Thursday 12 July 2012

Buffy the Vampire Slayer: Doomed




"It's the end of the world."

"AGAIN???!!!"

Oi. I like Slayer. I saw them live back at Ozzfest '98, although there was no way I was going to brave a Slayer moshpit. I'm only little; I didn't fancy my chances of getting out alive. I'm a little annoyed at Forrest this week for describing them as "Thrash band. Anvil-heavy guitar rock with delusions of Black Sabbath." Grrr. Incidentally, I saw Black Sabbath at that Ozzfest, too. The original line-up. Even Bill Ward put in an appearance. Oh yes. But, alas, Buffy isn't too metal-heavy. At least the soundtrack at the party almost makes up for it: we have both the Hellacopters and Echobelly. Result!

Music aside, this is another good 'un. Yes, it can't hold a candle to Hush, but neither can many things. The whole structure is awfully clever, for a start- a deliberately hackneyed ritual-that-will-cause-the-apocalypse plot allows the show to poke fun at its own clichés, but more interestingly the familiar tropes allow us to see the carefully contrasted methods of the Scoobies and the Initiative to solving the same problem. Hence the long section cutting between the two groups planning their reactions to the three nasty demons in their distinctive ways.

Dovetailing nicely into this framework is another contrast, between Buffy and Riley. The episode actually picks off from the very moment the last episode ends, and there is awkwardness. Buffy very nearly dumps Riley, but he persuades her not to, albeit by methods which seem at times to cross the line into creepiness. This all feeds back into that old, familiar dichotomy: would Buffy be better off alone or do her friends make her stronger? You would have thought that The Wish, with its bitter, doomed Buffy, would have answered that for good, at least as far as the audience is concerned, but Buffy still has a worrying habit of cutting off her friends at moments of real desperation.

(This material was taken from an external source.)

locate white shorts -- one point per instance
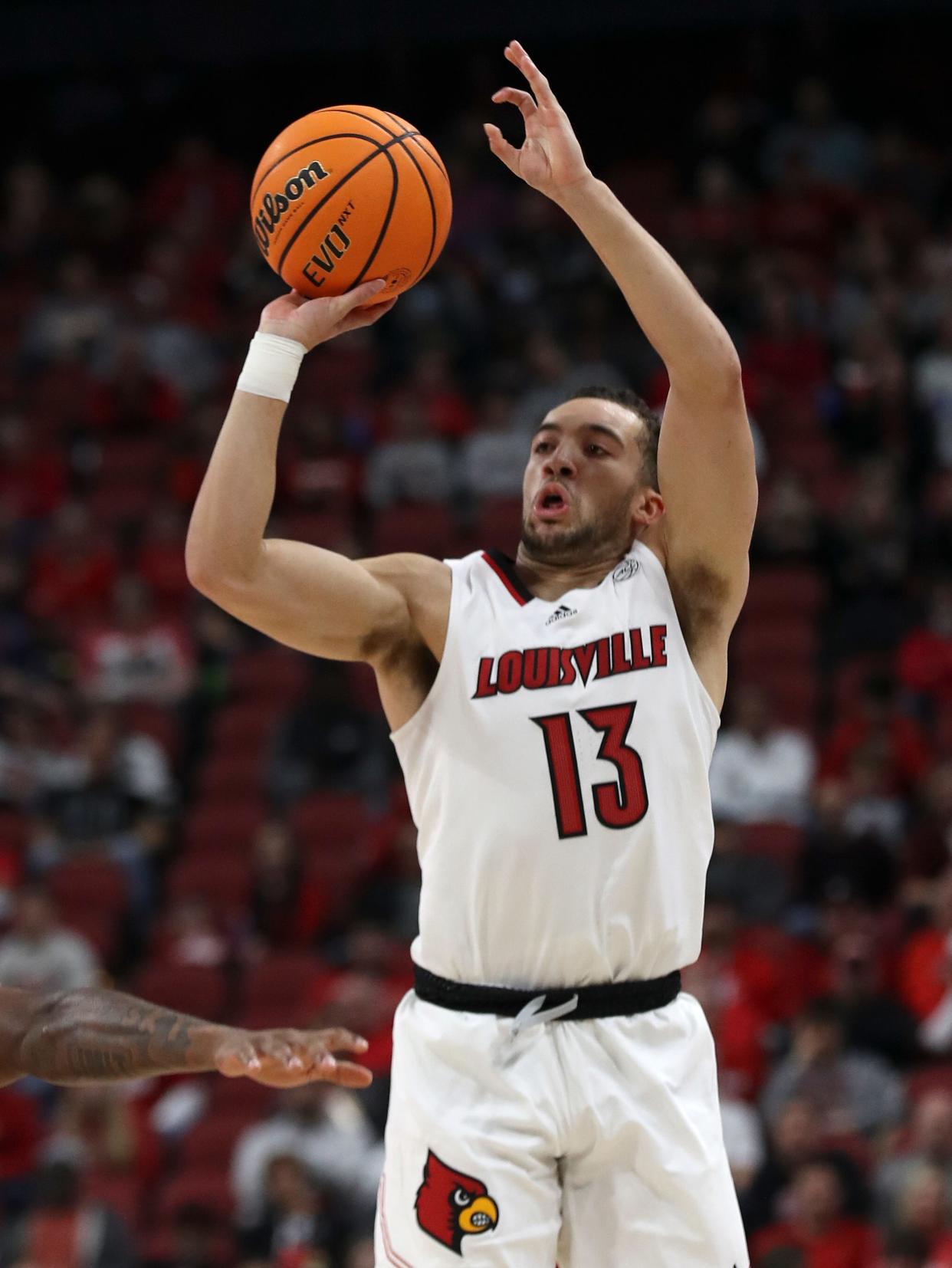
(595, 1144)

Riley makes a few telling points- part of this is indeed because of the bad stuff with her former boyfriend- but I'm not convinced he wins the argument. She eventually takes him back, but that isn't why. It's just lust, and he's just a rebound. Buffy will never love him as she loved Angel and he's the one who'll end up getting hurt. That's obvious from the start.

This theme sort of links to Spike's monologue at Willow (speaking of whom, where's Tara?) and Xander (speaking of whom, where's Anya?), trying to convince them that they're no use to her. Thing is though, it's Spike who's useless, to the point of attempting suicide. Only when he realises that he can do bad stuff to evil demons does he cheer up. Spike, against his better nature, is forced to be a hero. It's a nice and amusing character development and, yes, a positive step, but a line has been crossed. Never again can Spike be a full-on murdering baddie.

Oh, and "fag off"? Er, that means "cigarette off". It's gobbledegook.

Also, comments about Slayer aside, I really, really like Forrest. He's witty, cool, and I suspect a bit of a Mary Sue through whom Joss Whedon himself can exist vicariously in his own fiction. Riley is the boss, but Forrest just seems so much more intelligent and together. And I loved his riff on the Slayer being a myth and demons and vampires just being part of the animal kingdom!

Better than anything in the whole world, though, is spike's unconvincing American accent. James Marsters, an American actor, playing a Brit doing an unconvincing version of Marsters' own natural accent; surely the hardest task any actor has ever been called to perform!